Rezension zu "Alte Freunde" von Rafael Chirbes
Mit dem Abschluss seiner Spanien-Trilogie lässt Chirbes seine Figuren im 21. Jahrhundert ankommen. Der Plot ist schnell erzählt: Sechs "alte Freunde", ehemalige Mitglieder einer "marxistisch-leninistischen Splittergruppe", treffen sich Anfang der 2000er in einem Madrider Nobelrestaurant und erinern sich an gemeinsame Zeiten.
Dabei wirft der Autor einen messerscharfen Blick auf die ehemaligen Franco-Gegner; Chirbes schont seine Landsleute nicht. Die Verbrüderung der Intellektuellen mit der leidenden Arbeiterschaft entlarvt er als aufgesetzt: "Revolution heißt, hartnäckig die Not zu suchen, die man nicht leidet." Auch die Klassengesellschaft bekommt einen literarischen Seitenhieb verpasst, denn der reiche Bauunternehmer Pedro hat "Geldscheine mit Zementspuren. Sie sind genauso viel wert, wie die anderen, man kann sie aber nicht in Gesellschaft vorzeigen."
Die Freunde sind frustriert, Liebesbeziehungen sind zerbrochen, Ideale wurden verraten, und ihre Kinder haben sie an Drogen oder an den Kapitalismus verloren: "Ein gigantischer Supermarkt, das ist für sie die Welt."

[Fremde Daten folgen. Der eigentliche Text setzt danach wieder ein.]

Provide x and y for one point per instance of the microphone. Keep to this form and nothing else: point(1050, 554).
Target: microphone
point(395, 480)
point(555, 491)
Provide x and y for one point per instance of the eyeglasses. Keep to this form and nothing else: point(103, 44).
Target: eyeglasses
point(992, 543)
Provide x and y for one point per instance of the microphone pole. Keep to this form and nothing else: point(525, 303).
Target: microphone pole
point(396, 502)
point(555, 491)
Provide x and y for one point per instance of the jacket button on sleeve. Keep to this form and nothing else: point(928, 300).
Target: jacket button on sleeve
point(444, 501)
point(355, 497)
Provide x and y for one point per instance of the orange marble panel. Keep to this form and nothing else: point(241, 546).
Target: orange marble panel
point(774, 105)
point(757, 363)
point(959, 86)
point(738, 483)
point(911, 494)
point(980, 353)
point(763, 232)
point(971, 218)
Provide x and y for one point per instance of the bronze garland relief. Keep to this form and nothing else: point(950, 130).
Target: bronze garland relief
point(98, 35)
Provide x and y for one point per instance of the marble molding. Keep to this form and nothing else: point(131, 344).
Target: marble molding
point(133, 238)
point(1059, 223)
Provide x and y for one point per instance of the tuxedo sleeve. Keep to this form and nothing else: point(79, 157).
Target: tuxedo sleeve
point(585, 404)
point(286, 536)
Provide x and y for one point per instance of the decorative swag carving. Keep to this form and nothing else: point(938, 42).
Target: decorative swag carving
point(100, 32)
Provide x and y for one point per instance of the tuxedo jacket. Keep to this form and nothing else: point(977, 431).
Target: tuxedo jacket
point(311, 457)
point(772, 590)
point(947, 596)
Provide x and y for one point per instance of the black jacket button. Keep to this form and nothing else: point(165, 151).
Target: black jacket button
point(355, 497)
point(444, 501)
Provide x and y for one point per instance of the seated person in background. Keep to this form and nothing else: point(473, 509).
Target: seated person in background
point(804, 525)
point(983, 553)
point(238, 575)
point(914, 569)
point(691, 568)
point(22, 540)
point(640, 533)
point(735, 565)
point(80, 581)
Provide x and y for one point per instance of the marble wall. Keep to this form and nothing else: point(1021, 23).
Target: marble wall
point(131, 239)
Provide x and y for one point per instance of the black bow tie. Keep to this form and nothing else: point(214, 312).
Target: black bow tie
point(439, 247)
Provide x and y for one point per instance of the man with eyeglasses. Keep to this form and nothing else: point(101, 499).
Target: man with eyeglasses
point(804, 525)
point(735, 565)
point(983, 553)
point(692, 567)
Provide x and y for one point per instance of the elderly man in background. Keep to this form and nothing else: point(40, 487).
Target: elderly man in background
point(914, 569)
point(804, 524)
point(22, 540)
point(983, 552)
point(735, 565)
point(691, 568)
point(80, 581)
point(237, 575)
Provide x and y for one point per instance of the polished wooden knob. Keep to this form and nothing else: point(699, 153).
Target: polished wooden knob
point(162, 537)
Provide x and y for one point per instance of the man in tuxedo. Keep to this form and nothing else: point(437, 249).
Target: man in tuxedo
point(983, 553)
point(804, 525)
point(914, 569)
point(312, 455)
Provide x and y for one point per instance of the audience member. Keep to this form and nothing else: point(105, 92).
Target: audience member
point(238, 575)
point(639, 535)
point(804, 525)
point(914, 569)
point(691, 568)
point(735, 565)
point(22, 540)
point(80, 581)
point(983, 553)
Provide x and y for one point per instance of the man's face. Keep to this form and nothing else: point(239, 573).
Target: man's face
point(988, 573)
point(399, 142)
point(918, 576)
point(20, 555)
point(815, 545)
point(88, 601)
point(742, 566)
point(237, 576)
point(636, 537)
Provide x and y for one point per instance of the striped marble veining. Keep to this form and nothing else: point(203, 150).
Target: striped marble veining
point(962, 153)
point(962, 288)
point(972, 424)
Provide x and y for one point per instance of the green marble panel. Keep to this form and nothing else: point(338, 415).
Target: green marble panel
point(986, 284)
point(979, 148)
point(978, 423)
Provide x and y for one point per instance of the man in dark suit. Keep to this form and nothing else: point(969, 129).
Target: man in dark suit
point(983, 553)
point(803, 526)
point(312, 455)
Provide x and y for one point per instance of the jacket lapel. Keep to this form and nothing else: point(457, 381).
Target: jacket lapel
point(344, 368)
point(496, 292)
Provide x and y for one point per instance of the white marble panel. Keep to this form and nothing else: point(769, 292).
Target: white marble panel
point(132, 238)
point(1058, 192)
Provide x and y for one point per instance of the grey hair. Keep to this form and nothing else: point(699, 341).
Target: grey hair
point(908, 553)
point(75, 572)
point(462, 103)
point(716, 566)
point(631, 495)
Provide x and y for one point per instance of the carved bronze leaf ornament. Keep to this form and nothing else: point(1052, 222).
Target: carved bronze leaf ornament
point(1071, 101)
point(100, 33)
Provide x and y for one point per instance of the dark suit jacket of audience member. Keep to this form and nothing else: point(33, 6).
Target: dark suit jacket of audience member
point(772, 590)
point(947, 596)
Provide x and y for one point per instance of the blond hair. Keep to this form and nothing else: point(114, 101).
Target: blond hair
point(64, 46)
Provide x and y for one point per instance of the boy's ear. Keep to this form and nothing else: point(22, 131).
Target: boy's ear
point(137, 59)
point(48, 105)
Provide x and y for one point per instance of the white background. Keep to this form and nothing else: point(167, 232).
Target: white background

Erzähltechnisch ist der Roman anspruchsvoll und verlangt konzentrierte Lektüre. Mit den Kapiteln wechselt die Perspektive zu den verschiedenen Gästen des Abends. Man darf den alten Freunden förmlich in den Kopf blicken, Chirbes schreibt ihre Gedankenströme auf, die ab und an um Gesprächsfragmente erewitert werden, nur damit ein Satzfetzen erneut eine Erinnerung triggert, die Gedanken abschweifen ... und wieder zur Unterhaltung zurück kehren. Das ist nicht immer leicht zu lesen, aber grandios gemacht. Ich bin Chirbes-Fan!